Que el funcionamiento de la sociedad era un factor de crisis larvada que en algún momento iba a estallar -contrariamente a la leyenda del “Chile oasis en América Latina” (Piñera dixit) que construyó la elite política e intelectual complaciente- se niega como una falacia de los que propalaban peregrinas ideas. Entre ellas, que el afán de lucro no podía ser la base de la prestación de derechos sociales en la educación, la salud, las pensiones, el urbanismo y el transporte. Y que la desigualdad de ingresos y de posiciones superior a la cualquier capitalismo maduro se traducía en asimetrías de poder en todos los ámbitos, los que generaron una realidad y una percepción generalizada de abuso en la ciudadanía de a pie por parte de los actores privados concentrados, empezando por la banca y las casas comerciales que promueven un muy caro crédito al consumo al que se suma el arrastre de deudas educativas.

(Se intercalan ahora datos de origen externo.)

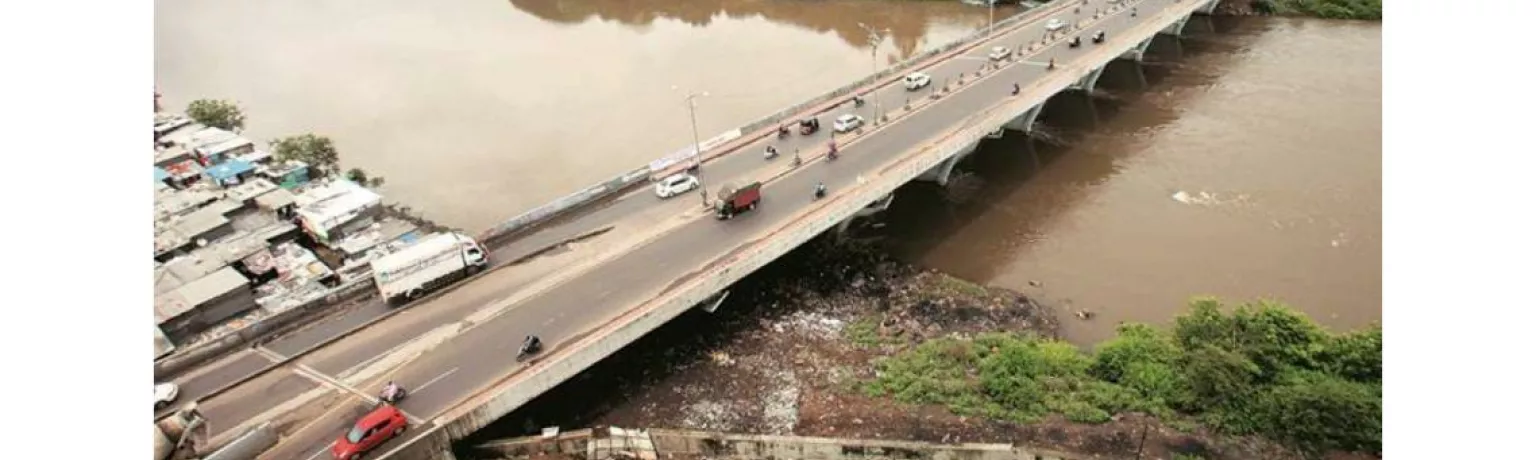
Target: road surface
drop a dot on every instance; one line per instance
(466, 339)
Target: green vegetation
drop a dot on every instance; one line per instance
(321, 156)
(1260, 370)
(1366, 10)
(217, 113)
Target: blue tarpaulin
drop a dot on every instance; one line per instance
(228, 170)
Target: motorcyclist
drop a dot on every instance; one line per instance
(390, 391)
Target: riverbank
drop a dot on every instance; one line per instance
(810, 346)
(1352, 10)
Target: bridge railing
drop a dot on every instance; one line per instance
(627, 180)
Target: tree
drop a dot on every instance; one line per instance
(218, 114)
(318, 151)
(361, 177)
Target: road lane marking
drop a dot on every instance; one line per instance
(317, 453)
(435, 379)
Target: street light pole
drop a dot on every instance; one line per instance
(874, 37)
(693, 119)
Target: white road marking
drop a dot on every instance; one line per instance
(435, 379)
(317, 453)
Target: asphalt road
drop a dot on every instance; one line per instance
(467, 339)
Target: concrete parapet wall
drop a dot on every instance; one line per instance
(186, 357)
(664, 443)
(566, 362)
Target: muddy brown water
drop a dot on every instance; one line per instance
(1241, 162)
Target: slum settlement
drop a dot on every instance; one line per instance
(240, 236)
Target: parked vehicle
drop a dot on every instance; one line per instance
(676, 185)
(847, 122)
(166, 394)
(999, 53)
(370, 431)
(738, 199)
(433, 262)
(916, 80)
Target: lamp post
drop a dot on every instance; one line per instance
(693, 120)
(874, 39)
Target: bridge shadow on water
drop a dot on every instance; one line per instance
(922, 217)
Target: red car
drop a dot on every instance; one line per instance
(369, 433)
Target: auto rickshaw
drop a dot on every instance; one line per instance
(810, 125)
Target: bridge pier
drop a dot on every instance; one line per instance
(1177, 28)
(1089, 80)
(1209, 6)
(1135, 54)
(940, 173)
(1026, 120)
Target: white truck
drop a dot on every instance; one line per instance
(433, 262)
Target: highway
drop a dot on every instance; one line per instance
(450, 346)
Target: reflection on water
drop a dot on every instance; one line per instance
(1251, 166)
(480, 110)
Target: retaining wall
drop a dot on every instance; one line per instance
(521, 386)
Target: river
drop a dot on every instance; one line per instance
(1249, 166)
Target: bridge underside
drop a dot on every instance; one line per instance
(934, 163)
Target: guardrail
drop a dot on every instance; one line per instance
(622, 183)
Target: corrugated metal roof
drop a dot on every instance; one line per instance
(212, 286)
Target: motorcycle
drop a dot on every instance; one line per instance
(392, 396)
(530, 346)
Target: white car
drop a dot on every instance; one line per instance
(676, 185)
(1000, 53)
(165, 394)
(847, 122)
(916, 80)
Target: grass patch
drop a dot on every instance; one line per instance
(1258, 370)
(1357, 10)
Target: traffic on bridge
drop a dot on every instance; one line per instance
(456, 351)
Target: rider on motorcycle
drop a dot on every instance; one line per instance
(390, 391)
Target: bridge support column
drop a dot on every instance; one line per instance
(1140, 51)
(1089, 80)
(1026, 120)
(710, 305)
(940, 173)
(1177, 28)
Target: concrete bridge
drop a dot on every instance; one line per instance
(656, 259)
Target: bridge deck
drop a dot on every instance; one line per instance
(458, 345)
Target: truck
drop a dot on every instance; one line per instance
(738, 199)
(433, 262)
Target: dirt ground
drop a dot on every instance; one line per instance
(788, 360)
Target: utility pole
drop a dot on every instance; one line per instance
(874, 39)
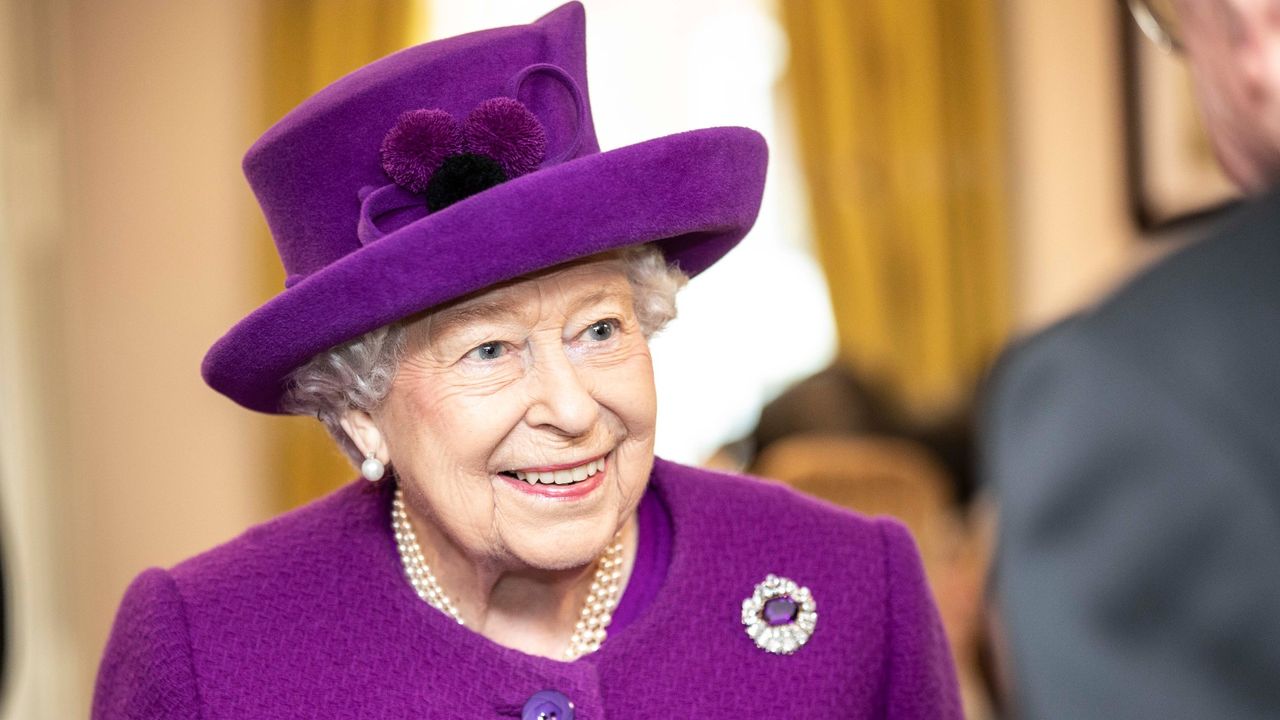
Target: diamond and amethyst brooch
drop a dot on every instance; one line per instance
(780, 615)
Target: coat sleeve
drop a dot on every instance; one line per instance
(922, 682)
(146, 670)
(1137, 559)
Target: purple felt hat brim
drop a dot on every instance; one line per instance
(694, 195)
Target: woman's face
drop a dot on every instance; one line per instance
(521, 420)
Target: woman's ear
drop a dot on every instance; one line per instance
(364, 432)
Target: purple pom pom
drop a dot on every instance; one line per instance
(506, 131)
(417, 144)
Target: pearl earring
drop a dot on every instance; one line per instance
(373, 468)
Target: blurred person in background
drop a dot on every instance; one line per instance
(1136, 447)
(471, 287)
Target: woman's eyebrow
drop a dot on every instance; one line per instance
(480, 311)
(602, 296)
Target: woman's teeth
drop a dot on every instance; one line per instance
(563, 477)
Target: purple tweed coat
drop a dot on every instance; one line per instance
(310, 616)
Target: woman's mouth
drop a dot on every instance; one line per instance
(560, 481)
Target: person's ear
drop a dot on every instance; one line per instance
(364, 432)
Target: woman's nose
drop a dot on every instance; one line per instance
(561, 400)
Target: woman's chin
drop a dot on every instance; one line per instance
(561, 548)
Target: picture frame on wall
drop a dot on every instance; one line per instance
(1174, 177)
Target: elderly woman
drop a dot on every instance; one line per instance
(471, 287)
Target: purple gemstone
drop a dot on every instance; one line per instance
(781, 611)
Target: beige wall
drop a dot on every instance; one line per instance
(1073, 237)
(126, 459)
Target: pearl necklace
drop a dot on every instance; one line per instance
(593, 621)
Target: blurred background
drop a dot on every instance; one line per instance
(945, 176)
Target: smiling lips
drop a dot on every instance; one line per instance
(561, 475)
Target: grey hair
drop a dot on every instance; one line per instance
(359, 373)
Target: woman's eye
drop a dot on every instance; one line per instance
(600, 331)
(488, 351)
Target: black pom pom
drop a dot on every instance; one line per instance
(461, 177)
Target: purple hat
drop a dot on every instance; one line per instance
(451, 167)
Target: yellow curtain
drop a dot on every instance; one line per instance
(306, 45)
(899, 113)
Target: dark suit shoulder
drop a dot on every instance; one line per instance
(1202, 327)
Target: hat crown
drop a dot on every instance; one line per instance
(312, 169)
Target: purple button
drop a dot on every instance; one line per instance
(780, 611)
(547, 705)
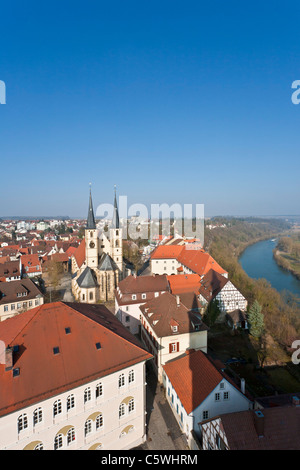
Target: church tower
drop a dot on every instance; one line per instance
(91, 238)
(115, 237)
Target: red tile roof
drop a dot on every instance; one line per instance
(280, 429)
(198, 261)
(193, 376)
(180, 283)
(30, 263)
(79, 254)
(43, 374)
(167, 251)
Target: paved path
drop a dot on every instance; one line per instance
(163, 432)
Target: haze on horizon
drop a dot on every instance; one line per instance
(173, 102)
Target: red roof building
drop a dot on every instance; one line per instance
(73, 350)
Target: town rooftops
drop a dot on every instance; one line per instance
(194, 376)
(137, 284)
(268, 429)
(10, 269)
(166, 309)
(180, 283)
(131, 290)
(167, 252)
(54, 350)
(211, 284)
(15, 290)
(198, 261)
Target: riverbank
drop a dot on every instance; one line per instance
(287, 254)
(282, 319)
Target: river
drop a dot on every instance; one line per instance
(258, 262)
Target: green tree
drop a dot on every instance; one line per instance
(256, 320)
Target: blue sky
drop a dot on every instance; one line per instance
(172, 101)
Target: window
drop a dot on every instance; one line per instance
(121, 380)
(88, 427)
(121, 410)
(99, 390)
(173, 347)
(58, 441)
(99, 421)
(71, 436)
(57, 407)
(37, 416)
(22, 422)
(87, 395)
(131, 405)
(39, 446)
(131, 376)
(70, 402)
(16, 372)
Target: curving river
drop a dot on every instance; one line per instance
(258, 262)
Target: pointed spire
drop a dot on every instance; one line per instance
(115, 220)
(91, 224)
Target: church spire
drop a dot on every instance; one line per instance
(115, 220)
(91, 224)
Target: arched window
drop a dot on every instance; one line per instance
(131, 376)
(22, 422)
(131, 405)
(57, 407)
(122, 410)
(99, 390)
(99, 421)
(39, 446)
(37, 416)
(70, 402)
(70, 436)
(121, 380)
(58, 441)
(88, 427)
(87, 394)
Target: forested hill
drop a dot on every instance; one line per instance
(226, 243)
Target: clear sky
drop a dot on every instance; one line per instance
(172, 101)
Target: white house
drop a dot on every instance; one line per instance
(72, 378)
(169, 328)
(132, 292)
(216, 286)
(197, 390)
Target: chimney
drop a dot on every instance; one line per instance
(259, 422)
(8, 358)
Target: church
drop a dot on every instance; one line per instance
(97, 264)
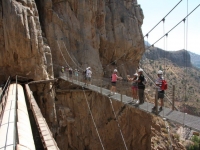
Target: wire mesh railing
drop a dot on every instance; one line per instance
(123, 86)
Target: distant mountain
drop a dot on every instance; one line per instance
(181, 58)
(195, 59)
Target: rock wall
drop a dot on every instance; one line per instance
(76, 128)
(102, 34)
(23, 51)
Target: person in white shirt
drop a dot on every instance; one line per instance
(161, 93)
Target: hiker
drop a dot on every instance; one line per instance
(141, 86)
(114, 81)
(88, 76)
(161, 92)
(134, 85)
(84, 75)
(62, 69)
(76, 74)
(70, 73)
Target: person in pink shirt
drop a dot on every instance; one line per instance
(114, 81)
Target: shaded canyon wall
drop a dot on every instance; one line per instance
(76, 128)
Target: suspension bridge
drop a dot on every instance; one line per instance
(15, 119)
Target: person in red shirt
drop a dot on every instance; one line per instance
(114, 81)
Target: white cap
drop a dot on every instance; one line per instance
(140, 70)
(160, 72)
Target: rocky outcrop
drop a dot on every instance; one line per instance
(23, 51)
(101, 34)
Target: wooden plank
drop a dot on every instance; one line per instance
(43, 81)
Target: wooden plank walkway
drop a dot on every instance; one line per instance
(184, 119)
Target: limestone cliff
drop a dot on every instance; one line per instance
(37, 37)
(93, 33)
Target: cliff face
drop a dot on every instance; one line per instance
(23, 51)
(93, 33)
(76, 128)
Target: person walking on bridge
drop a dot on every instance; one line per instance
(134, 85)
(161, 92)
(88, 76)
(114, 78)
(141, 86)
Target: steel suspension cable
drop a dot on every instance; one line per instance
(170, 29)
(164, 17)
(118, 124)
(186, 61)
(176, 25)
(93, 119)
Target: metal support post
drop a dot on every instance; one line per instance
(101, 86)
(156, 100)
(173, 96)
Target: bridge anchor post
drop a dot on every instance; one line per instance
(156, 101)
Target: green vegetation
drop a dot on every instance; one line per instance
(196, 143)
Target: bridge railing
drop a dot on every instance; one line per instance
(3, 97)
(150, 89)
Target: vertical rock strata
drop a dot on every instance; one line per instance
(38, 36)
(97, 33)
(23, 49)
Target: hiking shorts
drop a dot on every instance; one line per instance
(161, 94)
(88, 78)
(113, 83)
(134, 87)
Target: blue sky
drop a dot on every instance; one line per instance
(155, 10)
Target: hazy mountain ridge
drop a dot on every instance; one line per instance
(195, 59)
(180, 58)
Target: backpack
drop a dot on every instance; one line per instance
(164, 85)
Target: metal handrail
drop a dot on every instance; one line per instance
(15, 137)
(5, 88)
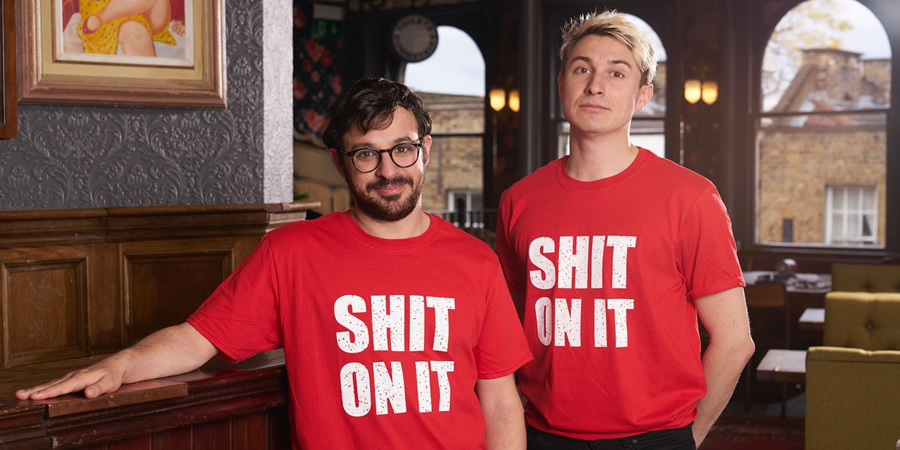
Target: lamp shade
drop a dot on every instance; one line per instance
(710, 92)
(514, 100)
(692, 91)
(498, 98)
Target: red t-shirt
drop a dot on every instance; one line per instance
(383, 339)
(609, 269)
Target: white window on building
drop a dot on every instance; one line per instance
(852, 213)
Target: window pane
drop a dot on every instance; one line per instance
(455, 165)
(814, 55)
(821, 140)
(451, 84)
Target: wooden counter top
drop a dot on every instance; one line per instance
(218, 390)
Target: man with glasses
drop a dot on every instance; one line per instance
(398, 329)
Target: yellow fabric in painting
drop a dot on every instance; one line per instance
(106, 38)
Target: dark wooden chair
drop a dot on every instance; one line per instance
(770, 326)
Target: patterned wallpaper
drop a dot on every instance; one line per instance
(81, 157)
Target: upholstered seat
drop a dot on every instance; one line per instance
(853, 381)
(853, 277)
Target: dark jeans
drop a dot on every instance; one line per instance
(678, 439)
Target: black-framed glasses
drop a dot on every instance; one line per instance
(403, 155)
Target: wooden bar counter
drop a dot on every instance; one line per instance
(79, 284)
(220, 405)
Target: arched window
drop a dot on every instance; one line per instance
(647, 126)
(451, 83)
(821, 138)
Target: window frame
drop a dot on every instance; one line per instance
(758, 20)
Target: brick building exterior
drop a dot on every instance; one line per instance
(803, 157)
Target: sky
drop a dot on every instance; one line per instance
(457, 66)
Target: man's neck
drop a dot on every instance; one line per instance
(415, 224)
(595, 158)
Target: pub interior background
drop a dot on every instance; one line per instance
(813, 176)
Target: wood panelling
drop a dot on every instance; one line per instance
(76, 283)
(44, 301)
(225, 406)
(157, 271)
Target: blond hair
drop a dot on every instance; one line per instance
(613, 24)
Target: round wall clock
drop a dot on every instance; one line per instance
(414, 38)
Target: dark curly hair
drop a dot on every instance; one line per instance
(370, 103)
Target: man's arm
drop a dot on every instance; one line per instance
(169, 351)
(503, 414)
(724, 315)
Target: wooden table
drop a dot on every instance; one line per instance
(784, 366)
(812, 319)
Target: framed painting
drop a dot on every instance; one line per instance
(8, 118)
(123, 53)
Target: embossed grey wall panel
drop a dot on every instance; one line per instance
(78, 157)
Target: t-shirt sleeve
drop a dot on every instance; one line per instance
(709, 254)
(513, 270)
(501, 347)
(241, 317)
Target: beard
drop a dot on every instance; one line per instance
(393, 207)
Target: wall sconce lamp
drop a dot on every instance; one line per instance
(499, 99)
(695, 90)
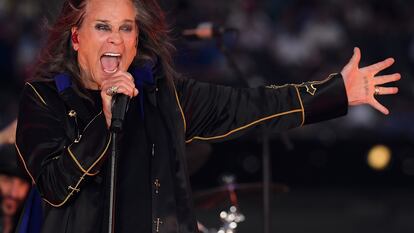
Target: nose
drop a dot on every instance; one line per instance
(115, 38)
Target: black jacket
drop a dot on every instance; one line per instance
(63, 147)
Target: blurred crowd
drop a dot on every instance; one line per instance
(278, 42)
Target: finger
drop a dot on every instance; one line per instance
(125, 90)
(379, 80)
(125, 74)
(122, 88)
(356, 58)
(117, 81)
(388, 90)
(377, 67)
(379, 107)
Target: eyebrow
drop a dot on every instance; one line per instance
(107, 21)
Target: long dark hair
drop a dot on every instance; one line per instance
(58, 55)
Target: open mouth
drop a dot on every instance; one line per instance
(110, 62)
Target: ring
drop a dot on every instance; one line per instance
(112, 90)
(376, 92)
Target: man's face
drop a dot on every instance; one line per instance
(107, 39)
(13, 191)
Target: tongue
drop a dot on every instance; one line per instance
(109, 63)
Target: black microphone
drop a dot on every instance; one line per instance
(120, 103)
(206, 31)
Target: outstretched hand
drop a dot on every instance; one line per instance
(362, 85)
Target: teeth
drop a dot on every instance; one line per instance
(112, 54)
(111, 71)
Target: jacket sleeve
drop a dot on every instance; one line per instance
(212, 112)
(57, 165)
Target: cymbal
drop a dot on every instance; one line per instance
(208, 199)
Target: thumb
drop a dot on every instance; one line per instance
(356, 58)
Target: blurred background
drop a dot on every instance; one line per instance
(353, 174)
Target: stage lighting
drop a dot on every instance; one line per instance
(379, 157)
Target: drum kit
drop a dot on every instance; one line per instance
(232, 217)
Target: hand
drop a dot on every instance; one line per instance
(123, 83)
(362, 85)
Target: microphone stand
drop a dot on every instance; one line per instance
(119, 108)
(113, 166)
(266, 160)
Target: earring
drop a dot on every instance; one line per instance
(75, 37)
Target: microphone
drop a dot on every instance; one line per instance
(205, 31)
(120, 103)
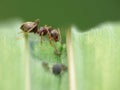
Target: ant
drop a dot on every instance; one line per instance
(53, 34)
(57, 69)
(30, 26)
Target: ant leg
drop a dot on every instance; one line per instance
(41, 38)
(20, 32)
(59, 35)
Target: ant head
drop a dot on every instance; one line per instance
(30, 26)
(44, 30)
(55, 35)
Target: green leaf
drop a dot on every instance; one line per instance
(21, 61)
(96, 57)
(92, 59)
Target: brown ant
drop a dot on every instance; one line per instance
(30, 26)
(58, 69)
(53, 34)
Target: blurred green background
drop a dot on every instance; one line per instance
(83, 13)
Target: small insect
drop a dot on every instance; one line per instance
(55, 35)
(45, 66)
(30, 26)
(45, 30)
(58, 69)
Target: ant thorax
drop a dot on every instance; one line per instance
(54, 35)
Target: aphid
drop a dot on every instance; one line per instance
(30, 26)
(55, 35)
(45, 66)
(57, 69)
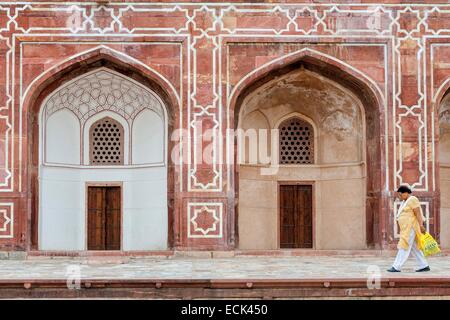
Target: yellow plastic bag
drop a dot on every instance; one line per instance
(428, 245)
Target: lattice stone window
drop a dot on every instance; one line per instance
(296, 142)
(106, 142)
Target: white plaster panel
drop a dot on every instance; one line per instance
(62, 220)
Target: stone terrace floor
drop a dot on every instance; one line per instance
(238, 267)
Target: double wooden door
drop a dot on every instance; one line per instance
(104, 218)
(296, 216)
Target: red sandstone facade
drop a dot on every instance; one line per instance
(203, 59)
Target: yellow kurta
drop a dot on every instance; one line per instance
(408, 220)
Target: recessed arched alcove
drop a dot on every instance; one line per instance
(129, 96)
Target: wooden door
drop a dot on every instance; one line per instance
(104, 218)
(295, 216)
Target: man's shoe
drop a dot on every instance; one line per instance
(424, 269)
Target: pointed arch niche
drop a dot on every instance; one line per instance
(92, 134)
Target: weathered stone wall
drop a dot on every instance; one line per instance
(202, 59)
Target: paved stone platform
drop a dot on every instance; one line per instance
(240, 267)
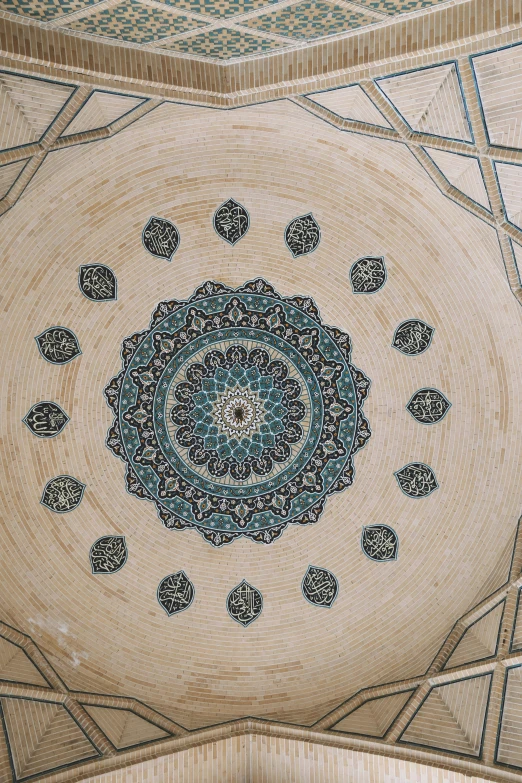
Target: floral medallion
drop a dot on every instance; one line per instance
(237, 412)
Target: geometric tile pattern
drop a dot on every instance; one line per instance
(398, 6)
(131, 21)
(16, 666)
(509, 750)
(44, 9)
(510, 181)
(220, 8)
(224, 43)
(350, 103)
(374, 717)
(499, 76)
(9, 175)
(479, 640)
(430, 101)
(452, 717)
(43, 736)
(310, 19)
(101, 109)
(123, 727)
(27, 108)
(464, 173)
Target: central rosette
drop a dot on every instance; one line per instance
(237, 412)
(242, 418)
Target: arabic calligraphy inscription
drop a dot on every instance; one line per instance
(46, 419)
(231, 221)
(161, 238)
(97, 282)
(428, 406)
(175, 593)
(368, 275)
(108, 554)
(319, 586)
(58, 345)
(413, 337)
(302, 235)
(416, 480)
(62, 494)
(244, 603)
(380, 542)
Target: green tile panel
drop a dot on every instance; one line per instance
(131, 21)
(397, 6)
(45, 10)
(310, 20)
(223, 44)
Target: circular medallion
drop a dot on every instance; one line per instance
(237, 412)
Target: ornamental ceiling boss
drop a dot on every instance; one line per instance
(238, 412)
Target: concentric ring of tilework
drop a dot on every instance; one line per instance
(88, 204)
(238, 412)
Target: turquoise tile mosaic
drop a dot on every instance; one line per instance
(220, 8)
(398, 6)
(131, 21)
(224, 44)
(44, 9)
(310, 20)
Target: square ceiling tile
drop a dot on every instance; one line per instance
(134, 22)
(44, 9)
(310, 20)
(398, 6)
(224, 44)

El problema para los ideólogos de derecha es que la realidad social es más fuerte que su narrativa negadora del conflicto estructural. La concentración del poder y de los ingresos crean descontento todos los días, especialmente cuando se pierde el valor real del salario y el desempleo es alto, cuando el acceso a las atenciones de salud más complejas es incierto para la mayoría, cuando la educación de mercado no ofrece un futuro a muchos jóvenes de familias de menos ingresos y cuando la vida urbana es insegura y los tiempos de transporte cotidiano muy elevados, mientras las pensiones no son suficientes para alejar el fantasma de la pobreza en la edad avanzada en una población que envejece aceleradamente.

Los temas de fondo que siguen requiriendo soluciones desde la política se acumulan. Está en juego el cambio de un sistema de representación que no refleja las preferencias ciudadanas, el de un régimen de concentración económica que no ofrece oportunidades de progreso a la mayoría, el de una estructura social y una configuración de políticas que producen una situación distributiva, de inserción en la educación y el empleo y de cobertura de riesgos caracterizadamente desigual. El resultado es la recurrente fractura política y social del país, que sigue necesitando el inicio de respuestas de largo plazo tres años después del 18 de octubre de 2019, las que deben ser necesariamente el principal componente de la agenda del actual gobierno.